Sánchez lidera protesto no Peru com Fujimori na frente da apuração
Roberto Sánchez encabeza marcha de protesto no Peru enquanto Keiko Fujimori mantém vantagem com 99% das urnas apuradas. Saiba os últimos desdobramentos das eleições presidenciais.

Protesto de Sánchez em Lima durante apuração acirrada
O candidato de esquerda Roberto Sánchez liderou uma grande manifestação pelas ruas de Lima, capital do Peru, na noite de sexta-feira (19), reafirmando suas convicções enquanto as eleições no Peru chegam ao desfecho. A marcha contou com apoiadores exigindo justiça eleitoral e total transparência no processo de contagem de votos que mantém o país em suspense desde 7 de junho.
Durante seu discurso na manifestação, Sánchez criticou duramente as restrições impostas ao direito de protesto e denunciou o que chamou de falta de padrões democráticos. "Eles nos negam o direito de protestar e alegam que esta manifestação é ilegal por meio de um documento. Sequer permitem a expressão democrática de pessoas que desejam se manifestar e exigir justiça eleitoral, o devido processo legal e transparência", declarou o candidato aos milhares de seguidores presentes.
Situação atual da apuração nas eleições no Peru
A apuração de votos nas eleições no Peru revela um cenário extremamente competitivo.

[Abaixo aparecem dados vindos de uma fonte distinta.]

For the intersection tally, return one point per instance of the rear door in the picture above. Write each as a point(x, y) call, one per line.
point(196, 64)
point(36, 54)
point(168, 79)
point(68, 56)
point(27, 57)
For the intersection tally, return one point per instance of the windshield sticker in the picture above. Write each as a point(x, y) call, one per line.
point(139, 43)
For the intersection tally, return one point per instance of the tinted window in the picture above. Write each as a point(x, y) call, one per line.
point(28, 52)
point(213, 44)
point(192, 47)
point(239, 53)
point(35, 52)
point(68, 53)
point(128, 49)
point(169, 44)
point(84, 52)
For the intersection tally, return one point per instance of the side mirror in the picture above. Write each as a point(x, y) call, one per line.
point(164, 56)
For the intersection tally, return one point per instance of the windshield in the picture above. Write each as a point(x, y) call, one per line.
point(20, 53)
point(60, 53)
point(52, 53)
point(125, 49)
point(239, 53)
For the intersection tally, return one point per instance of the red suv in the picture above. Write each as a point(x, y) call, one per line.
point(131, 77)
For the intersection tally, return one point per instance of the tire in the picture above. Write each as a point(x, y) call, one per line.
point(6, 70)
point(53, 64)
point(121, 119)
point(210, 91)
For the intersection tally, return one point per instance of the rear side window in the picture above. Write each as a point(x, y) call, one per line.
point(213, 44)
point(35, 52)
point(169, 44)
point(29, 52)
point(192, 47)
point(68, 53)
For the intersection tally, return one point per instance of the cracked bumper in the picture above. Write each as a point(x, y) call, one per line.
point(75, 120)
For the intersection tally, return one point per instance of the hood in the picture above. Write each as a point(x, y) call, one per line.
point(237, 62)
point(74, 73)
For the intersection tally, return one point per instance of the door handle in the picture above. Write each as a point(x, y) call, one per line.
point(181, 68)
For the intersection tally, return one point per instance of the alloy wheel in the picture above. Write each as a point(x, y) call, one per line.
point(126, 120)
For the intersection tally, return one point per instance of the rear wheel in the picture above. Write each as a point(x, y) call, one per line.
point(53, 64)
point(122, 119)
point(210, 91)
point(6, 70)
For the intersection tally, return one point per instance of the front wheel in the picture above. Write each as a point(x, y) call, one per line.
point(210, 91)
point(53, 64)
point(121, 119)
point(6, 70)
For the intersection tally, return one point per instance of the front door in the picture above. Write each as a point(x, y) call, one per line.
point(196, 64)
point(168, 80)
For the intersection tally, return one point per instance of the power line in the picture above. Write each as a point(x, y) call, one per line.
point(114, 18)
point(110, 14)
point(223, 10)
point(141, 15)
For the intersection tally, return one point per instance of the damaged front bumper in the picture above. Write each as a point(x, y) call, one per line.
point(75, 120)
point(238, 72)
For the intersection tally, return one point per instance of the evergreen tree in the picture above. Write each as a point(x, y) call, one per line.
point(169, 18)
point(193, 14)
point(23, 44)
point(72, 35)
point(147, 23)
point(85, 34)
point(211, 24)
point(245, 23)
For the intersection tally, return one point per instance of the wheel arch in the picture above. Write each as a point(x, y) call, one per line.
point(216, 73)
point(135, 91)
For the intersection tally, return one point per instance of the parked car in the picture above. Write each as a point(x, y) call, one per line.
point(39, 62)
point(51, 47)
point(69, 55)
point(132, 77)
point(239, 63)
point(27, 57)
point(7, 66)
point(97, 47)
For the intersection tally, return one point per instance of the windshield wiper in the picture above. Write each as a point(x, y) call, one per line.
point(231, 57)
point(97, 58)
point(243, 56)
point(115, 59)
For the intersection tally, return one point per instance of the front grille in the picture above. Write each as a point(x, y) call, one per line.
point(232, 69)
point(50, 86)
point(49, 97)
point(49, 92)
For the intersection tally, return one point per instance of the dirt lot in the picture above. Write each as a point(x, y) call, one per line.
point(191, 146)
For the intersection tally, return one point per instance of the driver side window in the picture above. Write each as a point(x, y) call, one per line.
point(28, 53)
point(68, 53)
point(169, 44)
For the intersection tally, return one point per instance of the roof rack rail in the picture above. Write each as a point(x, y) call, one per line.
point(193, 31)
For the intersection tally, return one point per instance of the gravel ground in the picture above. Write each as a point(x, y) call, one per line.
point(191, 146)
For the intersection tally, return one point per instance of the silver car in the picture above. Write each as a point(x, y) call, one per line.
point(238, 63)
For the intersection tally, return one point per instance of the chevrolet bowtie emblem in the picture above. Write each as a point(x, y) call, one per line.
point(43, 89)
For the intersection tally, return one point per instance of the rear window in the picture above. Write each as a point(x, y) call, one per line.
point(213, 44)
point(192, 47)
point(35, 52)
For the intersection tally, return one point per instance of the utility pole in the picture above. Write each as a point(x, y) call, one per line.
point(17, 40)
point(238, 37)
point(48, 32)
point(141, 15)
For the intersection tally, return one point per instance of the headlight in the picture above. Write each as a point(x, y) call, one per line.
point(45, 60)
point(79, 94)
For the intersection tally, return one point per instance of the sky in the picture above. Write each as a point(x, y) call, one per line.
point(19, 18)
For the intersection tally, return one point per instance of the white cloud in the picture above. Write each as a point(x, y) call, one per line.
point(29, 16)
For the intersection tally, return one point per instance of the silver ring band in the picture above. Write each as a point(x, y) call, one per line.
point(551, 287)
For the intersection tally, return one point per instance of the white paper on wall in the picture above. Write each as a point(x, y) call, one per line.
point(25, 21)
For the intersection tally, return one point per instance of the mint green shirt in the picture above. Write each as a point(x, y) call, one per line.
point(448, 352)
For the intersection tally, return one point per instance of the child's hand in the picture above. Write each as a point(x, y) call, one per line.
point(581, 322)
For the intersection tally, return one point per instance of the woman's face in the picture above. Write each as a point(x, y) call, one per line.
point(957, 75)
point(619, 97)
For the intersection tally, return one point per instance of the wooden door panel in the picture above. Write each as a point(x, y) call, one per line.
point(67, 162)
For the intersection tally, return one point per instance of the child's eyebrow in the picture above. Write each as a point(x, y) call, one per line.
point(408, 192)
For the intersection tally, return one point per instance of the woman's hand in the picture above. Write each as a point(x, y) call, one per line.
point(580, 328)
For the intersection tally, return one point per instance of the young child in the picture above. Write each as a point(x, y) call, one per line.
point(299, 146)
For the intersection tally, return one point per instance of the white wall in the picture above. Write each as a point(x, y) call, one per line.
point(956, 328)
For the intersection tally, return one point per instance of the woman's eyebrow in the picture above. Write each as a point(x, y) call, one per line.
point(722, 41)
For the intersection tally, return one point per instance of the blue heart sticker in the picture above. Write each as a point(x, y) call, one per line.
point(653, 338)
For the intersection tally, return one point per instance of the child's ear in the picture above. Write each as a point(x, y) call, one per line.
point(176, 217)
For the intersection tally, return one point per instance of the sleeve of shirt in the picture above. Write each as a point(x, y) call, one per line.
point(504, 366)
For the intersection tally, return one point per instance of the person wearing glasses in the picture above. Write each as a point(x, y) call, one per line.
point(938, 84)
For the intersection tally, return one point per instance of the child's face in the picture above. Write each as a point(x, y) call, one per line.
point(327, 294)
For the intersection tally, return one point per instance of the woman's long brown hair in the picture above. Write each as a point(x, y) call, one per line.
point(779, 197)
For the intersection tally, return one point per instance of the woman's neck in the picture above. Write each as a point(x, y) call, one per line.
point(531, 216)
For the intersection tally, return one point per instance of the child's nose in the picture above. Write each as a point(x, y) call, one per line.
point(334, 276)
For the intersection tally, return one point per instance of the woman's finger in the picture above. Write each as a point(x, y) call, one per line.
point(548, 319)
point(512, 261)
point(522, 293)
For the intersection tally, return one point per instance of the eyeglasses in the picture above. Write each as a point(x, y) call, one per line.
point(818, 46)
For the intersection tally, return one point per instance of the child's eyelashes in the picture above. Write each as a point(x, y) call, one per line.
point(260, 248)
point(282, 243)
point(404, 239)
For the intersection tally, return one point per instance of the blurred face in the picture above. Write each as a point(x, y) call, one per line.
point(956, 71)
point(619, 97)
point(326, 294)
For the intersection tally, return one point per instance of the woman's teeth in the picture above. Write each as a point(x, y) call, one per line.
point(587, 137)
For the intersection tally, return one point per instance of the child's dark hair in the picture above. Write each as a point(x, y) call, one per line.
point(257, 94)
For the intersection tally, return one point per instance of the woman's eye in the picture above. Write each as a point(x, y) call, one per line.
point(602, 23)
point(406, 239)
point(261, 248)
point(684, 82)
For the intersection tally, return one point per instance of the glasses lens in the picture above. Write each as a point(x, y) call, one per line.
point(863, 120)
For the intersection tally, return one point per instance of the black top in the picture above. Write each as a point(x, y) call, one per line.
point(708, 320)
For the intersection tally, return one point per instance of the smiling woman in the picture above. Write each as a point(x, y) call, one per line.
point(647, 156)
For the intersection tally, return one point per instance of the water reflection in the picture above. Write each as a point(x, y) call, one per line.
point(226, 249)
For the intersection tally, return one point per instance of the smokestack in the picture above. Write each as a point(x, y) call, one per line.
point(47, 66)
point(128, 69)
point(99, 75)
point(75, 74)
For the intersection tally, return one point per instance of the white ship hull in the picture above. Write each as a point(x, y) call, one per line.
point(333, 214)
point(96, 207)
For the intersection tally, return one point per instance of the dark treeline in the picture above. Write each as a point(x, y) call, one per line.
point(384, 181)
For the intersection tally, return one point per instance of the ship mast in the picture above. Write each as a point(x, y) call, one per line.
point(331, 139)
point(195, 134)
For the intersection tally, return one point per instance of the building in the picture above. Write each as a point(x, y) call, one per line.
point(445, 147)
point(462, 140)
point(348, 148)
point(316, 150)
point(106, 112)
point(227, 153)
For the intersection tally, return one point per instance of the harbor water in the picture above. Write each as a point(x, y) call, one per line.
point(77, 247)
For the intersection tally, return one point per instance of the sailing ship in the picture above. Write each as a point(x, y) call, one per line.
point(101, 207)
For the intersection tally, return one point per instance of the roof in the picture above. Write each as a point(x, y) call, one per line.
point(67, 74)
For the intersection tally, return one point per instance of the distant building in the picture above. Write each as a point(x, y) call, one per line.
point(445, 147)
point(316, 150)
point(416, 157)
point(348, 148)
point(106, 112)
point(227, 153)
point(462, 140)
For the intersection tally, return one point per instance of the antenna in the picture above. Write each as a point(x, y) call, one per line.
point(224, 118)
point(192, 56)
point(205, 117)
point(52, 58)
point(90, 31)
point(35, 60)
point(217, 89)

Com 99,64% das urnas processadas, a conservadora Keiko Fujimori mantém uma leve vantagem, contabilizando 50,113% dos votos contra 49,887% do deputado de esquerda. Esta pequena margem representa apenas 41.474 votos de diferença até o sábado (20) às 15h30, evidenciando o quão acirrada está a disputa presidencial.
Segundo o Escritório Nacional de Eleições (ONPE) do Peru, o júri eleitoral ainda estava analisando aproximadamente 87 mil votos contestados durante a noite de sexta-feira. Esses votos serão fundamentais para determinar o resultado final das eleições no Peru, já que podem mudar significativamente o quadro atual.
Estratégia legal de Sánchez contra resultado
O partido de Sánchez, Juntos por el Peru, apresentou ações judiciais questionando a legitimidade de votos de Lima e do exterior. A campanha alega que houve padrões de votação que favoreceram Fujimori e que alterações nas regras afetaram votos vindos de fora do país. No entanto, o partido já sinalizou que não respeitará o resultado final das eleições no Peru, independentemente do desfecho.
Durante a manifestação, apoiadores como a professora Alicia Mamani manifestaram sua posição: "Buscamos a democracia com Roberto Sánchez como presidente do Peru porque ele tem a maioria dos votos em todo o país, em todas as 16 regiões. É um voto limpo que o povo lhe deu, e isso deve ser respeitado".
Desempenho eleitoral dividido por região
Uma análise detalhada dos resultados das eleições no Peru revela uma divisão clara entre voto doméstico e voto exterior. Nas regiões internas do Peru, Sánchez está ligeiramente à frente com 50,110% dos votos, demonstrando sua força entre o eleitorado local. Porém, no exterior, Fujimori obtém expressiva vantagem com 63,206% dos votos, o que explica sua liderança geral na apuração.
Trajetória de Keiko Fujimori nas eleições no Peru
Fujimori disputa a Presidência pela quarta vez em sua carreira política e pode se tornar a primeira mulher eleita diretamente para o cargo no país. Sua história nas eleições presidenciais do Peru é marcada por frustrações: perdeu três segundos turnos anteriores. O mais recente fracasso ocorreu em 2021, quando foi derrotada pelo candidato de esquerda Pedro Castillo por margem de apenas 44.200 votos.
Atualmente, Fujimori afirmou que aguardará calmamente o resultado final das eleições no Peru, confiando no processo eleitoral apesar das contestações levantadas pela campanha rival.
Posicionamento de observadores internacionais
Diante das tensões surgidas com as eleições no Peru, missões de observação da Organização dos Estados Americanos e da União Europeia emitiram declarações esta semana. Ambas afirmaram que a votação transcorreu normalmente e pediram aos candidatos e ao país que aguardassem pacientemente o resultado oficial, rejeitando implicitamente as acusações de irregularidades levantadas pelas campanhas.
Perspectivas para o desfecho
A continuidade da análise dos votos contestados nas eleições no Peru pode levar semanas adicionais, mantendo a nação em estado de incerteza. O resultado final determinará não apenas quem será o próximo presidente peruano, mas também o grau de estabilidade democrática que o país conseguirá manter nos próximos anos, especialmente considerando a promessa de não aceitação do resultado por um dos candidatos principais.